AI-Powered Video Labeling with Firebase Extensions


Nov 2, 2023


In today’s digital era, where video content plays a significant role in everyone’s life, effectively understanding and categorizing this content is crucial. That’s where the “Label Videos with Cloud Video AI“ Firebase extension comes into play.

This powerful tool leverages the capabilities of Google Cloud’s Video Intelligence API to automate the process of extracting labels from videos. This process isn’t just about identifying objects within a video; it’s about unlocking many possibilities for how video content can be utilized and understood.

Integrating this extension with Cloud Storage and the Cloud Video Intelligence API transforms your video content into a rich data source. The applications are vast and versatile, whether for enhancing user-generated content platforms or analyzing retail customer behavior.

Video Intelligence API

This extension’s core is Google’s Video Intelligence API, a robust service utilizing pre-trained machine learning models. These models are designed to recognize an extensive array of objects, places, and activities in stored and streaming video. This API stands out because of its exceptional quality, efficiency for everyday use cases, and continuous improvement as new concepts are introduced.

The Video Intelligence API is a testament to machine learning and AI advancements, providing a seamless way to process and analyze video data. Its ability to provide detailed insights into video content opens up new avenues for content moderation, search and recommendation systems, and even aiding visually impaired users by offering descriptive content analysis.

Getting Started

The first step in leveraging the Label Videos with Cloud Video AI extension is to have a Firebase project ready. If you haven’t already, follow the instructions:

Once your project is prepared, you can add the label videos extension to your application.

Extension Installation

You can install the “Label Videos with Cloud Video AI“ extension of the Firebase Console or the Firebase CLI.
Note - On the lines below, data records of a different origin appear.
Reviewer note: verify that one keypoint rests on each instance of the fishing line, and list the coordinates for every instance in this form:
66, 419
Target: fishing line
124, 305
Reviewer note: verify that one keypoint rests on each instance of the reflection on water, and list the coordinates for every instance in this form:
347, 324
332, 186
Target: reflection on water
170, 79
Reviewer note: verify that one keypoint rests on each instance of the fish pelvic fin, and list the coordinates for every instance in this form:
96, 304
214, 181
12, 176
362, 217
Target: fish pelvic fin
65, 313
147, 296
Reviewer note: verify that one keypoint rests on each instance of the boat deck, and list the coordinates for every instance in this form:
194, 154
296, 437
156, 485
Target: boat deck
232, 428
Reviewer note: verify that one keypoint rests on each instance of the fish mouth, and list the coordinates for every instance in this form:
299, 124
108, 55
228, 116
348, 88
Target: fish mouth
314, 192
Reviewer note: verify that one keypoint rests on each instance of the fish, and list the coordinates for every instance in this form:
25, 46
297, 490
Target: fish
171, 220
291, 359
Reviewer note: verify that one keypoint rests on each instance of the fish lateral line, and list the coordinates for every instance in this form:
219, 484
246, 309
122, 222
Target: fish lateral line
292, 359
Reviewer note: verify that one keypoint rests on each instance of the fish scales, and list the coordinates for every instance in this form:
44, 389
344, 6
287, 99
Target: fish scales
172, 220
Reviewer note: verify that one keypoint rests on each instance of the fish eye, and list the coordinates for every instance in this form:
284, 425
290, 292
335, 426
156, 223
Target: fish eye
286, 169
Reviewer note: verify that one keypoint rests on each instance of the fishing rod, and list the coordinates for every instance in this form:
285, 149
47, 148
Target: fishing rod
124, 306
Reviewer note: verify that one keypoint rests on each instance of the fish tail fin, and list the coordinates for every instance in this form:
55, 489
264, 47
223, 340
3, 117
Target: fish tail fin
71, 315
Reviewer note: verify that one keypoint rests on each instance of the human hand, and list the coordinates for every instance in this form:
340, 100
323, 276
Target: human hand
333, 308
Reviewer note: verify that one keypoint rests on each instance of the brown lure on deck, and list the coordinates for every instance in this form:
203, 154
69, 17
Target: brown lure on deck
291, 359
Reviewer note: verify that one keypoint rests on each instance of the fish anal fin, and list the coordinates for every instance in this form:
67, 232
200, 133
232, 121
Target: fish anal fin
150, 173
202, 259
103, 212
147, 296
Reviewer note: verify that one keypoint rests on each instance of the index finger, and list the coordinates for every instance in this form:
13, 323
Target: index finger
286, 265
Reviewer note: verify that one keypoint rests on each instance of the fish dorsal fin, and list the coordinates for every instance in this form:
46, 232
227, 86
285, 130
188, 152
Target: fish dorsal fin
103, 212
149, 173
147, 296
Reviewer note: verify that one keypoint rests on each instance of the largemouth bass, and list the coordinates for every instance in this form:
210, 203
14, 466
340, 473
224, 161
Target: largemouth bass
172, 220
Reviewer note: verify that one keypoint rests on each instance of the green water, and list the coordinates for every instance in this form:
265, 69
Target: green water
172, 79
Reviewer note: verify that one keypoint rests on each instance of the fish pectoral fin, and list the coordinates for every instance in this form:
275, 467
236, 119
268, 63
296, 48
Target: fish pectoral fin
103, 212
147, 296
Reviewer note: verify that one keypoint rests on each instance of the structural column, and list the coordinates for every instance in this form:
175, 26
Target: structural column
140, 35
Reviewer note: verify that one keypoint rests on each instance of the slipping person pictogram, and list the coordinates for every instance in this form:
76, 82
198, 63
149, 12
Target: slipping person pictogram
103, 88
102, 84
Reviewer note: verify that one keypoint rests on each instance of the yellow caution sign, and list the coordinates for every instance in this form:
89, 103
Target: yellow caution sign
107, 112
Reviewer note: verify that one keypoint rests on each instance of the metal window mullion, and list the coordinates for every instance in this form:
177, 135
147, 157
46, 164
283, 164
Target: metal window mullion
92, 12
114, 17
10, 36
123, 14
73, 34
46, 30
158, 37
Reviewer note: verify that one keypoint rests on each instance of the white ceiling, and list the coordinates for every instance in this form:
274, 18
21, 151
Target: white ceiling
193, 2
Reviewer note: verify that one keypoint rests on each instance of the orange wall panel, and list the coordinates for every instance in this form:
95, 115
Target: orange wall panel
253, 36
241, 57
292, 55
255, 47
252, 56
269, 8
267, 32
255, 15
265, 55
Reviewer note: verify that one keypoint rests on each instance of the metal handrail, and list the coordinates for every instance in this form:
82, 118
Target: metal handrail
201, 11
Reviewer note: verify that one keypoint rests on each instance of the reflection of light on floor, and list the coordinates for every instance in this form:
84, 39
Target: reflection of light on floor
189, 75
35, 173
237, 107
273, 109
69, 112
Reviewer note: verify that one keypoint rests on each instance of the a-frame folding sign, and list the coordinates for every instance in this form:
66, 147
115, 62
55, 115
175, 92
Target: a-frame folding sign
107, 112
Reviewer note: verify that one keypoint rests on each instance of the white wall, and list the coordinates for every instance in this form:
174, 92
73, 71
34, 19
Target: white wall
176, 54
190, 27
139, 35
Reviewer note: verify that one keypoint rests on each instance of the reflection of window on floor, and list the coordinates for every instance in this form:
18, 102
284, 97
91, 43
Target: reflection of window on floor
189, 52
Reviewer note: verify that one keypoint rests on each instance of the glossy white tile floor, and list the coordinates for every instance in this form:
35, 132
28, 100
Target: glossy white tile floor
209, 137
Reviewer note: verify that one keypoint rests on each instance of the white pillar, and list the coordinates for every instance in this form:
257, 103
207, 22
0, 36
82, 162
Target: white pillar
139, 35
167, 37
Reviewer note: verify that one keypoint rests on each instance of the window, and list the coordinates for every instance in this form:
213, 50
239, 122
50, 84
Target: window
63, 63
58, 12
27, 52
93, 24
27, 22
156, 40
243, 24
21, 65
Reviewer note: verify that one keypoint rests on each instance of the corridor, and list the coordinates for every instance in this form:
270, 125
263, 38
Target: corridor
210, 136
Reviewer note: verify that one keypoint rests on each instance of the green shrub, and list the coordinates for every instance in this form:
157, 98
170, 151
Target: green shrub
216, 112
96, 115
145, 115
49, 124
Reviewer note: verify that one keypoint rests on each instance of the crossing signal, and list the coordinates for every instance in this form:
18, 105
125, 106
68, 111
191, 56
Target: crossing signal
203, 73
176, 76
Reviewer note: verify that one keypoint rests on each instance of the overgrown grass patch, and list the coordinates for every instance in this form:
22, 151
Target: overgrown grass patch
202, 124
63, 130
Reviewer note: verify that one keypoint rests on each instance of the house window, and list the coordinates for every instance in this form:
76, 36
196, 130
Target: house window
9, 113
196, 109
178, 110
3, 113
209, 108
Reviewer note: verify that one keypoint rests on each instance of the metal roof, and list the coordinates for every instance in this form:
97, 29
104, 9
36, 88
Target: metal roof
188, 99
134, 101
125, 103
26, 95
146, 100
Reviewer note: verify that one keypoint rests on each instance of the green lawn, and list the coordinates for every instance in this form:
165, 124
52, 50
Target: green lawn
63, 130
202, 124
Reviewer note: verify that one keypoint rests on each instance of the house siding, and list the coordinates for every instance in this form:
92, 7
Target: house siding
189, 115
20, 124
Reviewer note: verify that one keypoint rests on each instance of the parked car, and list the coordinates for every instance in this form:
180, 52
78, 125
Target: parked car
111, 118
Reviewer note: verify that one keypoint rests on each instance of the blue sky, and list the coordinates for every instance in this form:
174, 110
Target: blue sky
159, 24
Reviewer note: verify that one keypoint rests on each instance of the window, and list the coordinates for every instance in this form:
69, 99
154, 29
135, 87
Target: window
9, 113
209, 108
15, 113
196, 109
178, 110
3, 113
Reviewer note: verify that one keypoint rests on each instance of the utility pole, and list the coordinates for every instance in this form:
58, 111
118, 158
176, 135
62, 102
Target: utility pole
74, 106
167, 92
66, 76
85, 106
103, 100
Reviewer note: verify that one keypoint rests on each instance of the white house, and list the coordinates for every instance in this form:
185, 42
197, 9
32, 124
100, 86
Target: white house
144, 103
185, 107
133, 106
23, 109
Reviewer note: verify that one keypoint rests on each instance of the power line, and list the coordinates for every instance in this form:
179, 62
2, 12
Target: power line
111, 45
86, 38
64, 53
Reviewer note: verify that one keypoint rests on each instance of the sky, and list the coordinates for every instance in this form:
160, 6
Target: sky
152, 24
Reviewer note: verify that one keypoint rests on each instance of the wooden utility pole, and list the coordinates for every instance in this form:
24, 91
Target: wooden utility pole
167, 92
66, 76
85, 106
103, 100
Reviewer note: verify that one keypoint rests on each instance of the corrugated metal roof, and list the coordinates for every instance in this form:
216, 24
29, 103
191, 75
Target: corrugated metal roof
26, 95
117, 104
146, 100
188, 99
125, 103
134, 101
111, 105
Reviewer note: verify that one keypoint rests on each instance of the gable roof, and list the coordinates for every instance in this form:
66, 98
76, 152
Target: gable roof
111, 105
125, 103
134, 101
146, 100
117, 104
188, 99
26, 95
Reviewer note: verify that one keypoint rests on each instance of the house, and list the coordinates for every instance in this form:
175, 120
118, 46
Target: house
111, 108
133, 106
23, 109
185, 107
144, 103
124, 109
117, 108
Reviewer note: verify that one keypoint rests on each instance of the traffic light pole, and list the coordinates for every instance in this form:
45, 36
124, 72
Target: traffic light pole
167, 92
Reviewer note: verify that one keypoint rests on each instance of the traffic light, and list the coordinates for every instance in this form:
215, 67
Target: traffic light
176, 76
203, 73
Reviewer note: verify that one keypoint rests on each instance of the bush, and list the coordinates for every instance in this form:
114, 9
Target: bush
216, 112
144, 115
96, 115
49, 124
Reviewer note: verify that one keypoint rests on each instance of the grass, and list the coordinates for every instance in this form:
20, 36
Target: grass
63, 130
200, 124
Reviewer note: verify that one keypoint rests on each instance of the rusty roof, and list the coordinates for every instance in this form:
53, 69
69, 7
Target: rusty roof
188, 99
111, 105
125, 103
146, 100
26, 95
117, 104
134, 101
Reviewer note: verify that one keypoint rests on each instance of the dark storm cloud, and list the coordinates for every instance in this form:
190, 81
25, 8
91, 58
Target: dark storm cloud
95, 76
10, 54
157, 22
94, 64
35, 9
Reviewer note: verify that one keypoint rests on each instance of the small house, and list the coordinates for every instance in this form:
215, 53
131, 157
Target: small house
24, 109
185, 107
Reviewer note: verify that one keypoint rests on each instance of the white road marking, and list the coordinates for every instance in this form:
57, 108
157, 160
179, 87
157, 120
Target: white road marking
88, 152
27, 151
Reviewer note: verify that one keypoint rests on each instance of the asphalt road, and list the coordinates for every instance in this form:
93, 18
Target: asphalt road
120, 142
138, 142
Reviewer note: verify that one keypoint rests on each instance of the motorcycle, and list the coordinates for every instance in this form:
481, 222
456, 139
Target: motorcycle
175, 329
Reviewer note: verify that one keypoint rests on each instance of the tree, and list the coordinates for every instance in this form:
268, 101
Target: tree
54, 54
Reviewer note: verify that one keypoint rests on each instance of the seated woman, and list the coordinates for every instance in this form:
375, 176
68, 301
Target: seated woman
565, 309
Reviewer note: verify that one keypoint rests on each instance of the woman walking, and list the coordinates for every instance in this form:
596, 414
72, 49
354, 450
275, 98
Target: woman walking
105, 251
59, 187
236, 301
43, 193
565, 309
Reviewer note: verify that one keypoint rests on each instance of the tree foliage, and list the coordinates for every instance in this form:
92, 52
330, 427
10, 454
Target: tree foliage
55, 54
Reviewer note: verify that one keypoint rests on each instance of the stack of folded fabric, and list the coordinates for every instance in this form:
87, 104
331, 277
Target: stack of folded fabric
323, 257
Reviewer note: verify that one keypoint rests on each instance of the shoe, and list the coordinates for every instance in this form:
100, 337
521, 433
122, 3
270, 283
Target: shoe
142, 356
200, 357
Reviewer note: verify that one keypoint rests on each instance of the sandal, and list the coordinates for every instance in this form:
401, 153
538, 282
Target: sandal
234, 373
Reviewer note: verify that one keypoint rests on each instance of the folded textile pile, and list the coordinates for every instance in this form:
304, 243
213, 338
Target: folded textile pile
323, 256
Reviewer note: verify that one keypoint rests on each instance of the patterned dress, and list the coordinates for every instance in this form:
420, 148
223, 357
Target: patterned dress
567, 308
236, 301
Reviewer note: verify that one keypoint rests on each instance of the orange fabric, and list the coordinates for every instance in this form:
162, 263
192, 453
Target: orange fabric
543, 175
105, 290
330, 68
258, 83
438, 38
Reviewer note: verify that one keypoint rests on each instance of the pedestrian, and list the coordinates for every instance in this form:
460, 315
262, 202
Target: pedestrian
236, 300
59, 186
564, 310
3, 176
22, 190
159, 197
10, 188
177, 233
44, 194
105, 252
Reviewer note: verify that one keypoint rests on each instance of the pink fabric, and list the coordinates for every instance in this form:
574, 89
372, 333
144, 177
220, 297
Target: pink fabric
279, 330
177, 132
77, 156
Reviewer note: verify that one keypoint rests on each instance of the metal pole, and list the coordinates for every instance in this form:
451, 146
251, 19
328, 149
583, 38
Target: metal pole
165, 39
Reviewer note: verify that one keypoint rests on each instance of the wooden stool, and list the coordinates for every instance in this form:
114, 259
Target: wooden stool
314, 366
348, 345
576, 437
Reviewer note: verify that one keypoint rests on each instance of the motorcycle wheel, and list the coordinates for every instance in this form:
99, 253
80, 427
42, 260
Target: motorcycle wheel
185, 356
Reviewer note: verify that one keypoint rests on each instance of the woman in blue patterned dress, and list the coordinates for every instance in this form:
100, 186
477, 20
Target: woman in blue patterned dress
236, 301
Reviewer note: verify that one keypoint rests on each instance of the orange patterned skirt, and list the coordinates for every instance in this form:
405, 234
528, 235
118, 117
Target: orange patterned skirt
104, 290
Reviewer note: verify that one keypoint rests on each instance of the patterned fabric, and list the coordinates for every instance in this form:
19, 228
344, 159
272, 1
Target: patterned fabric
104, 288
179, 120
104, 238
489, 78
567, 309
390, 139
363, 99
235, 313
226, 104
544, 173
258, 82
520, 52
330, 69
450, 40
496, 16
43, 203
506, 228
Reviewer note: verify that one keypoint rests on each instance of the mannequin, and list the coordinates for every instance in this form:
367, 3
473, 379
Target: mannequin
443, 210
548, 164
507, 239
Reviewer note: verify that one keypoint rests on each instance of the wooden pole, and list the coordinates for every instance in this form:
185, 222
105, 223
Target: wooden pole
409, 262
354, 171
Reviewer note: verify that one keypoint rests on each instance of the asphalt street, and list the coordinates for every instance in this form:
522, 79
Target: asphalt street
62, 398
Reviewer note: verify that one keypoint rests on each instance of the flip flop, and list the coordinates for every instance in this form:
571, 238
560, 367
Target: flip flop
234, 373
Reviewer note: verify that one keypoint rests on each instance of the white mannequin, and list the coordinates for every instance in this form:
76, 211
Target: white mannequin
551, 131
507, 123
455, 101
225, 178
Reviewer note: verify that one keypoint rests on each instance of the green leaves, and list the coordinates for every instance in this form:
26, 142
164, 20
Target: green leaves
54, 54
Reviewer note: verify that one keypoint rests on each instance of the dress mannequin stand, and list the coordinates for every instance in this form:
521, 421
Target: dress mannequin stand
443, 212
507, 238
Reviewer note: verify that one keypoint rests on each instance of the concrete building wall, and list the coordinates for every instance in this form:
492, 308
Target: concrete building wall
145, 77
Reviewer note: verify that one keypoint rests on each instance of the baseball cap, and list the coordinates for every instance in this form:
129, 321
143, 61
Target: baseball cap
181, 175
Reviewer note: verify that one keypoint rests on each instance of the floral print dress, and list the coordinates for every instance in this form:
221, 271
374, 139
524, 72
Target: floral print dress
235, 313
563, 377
Option 1: Firebase Console

Navigate to the Firebase Extension’s page and find the “Label Videos with Cloud Video AI” extension. Click on “Install in Firebase Console” and follow the prompts to set your configuration parameters.

Install label videos extension via firebase console

Option 2: Firebase CLI

Alternatively, you can install the extension via the Firebase CLI with the following command:

firebase ext:install googlecloud/storage-label-videos --project=projectId_or_alias

Configure The Extension

To optimize the “Label Videos with Cloud Video AI” Firebase extension for your specific needs, it’s essential to understand and set its configuration parameters appropriately.

Video label firebase extensions configuration parameters

Here’s a detailed look at each setting:

  1. Cloud Functions Location:
    • Description: Select the cloud region where video annotation will occur. Choosing a location that aligns with your data storage and user base is essential.
    • Example Options: You can read more about Cloud Function locations and Google Video API locations.
  2. Cloud Storage Bucket Where Videos Should Be Picked Up and Processed:
    • Description: Specify the Cloud Storage bucket from which your videos will be picked up for processing.
    • Example:
  3. Cloud Storage Bucket Where the Output JSON from Processed Videos Should Be Stored:
    • Description: Define the Cloud Storage bucket where the JSON outputs from processed videos will be stored.
    • Example:
  4. Input Videos Path:
    • Description: Set a storage path in the input video bucket from which the extension should process videos.
    • Example: /video_annotation_input/
  5. Output Videos Path:
    • Description: Indicate a storage path in the output video bucket where the JSON output should be stored.
    • Example: /video_annotation_output/
  6. Label Detection Mode:
    • Description: Choose the type of labels to be detected, such as shot-level labels, frame-level labels, or both.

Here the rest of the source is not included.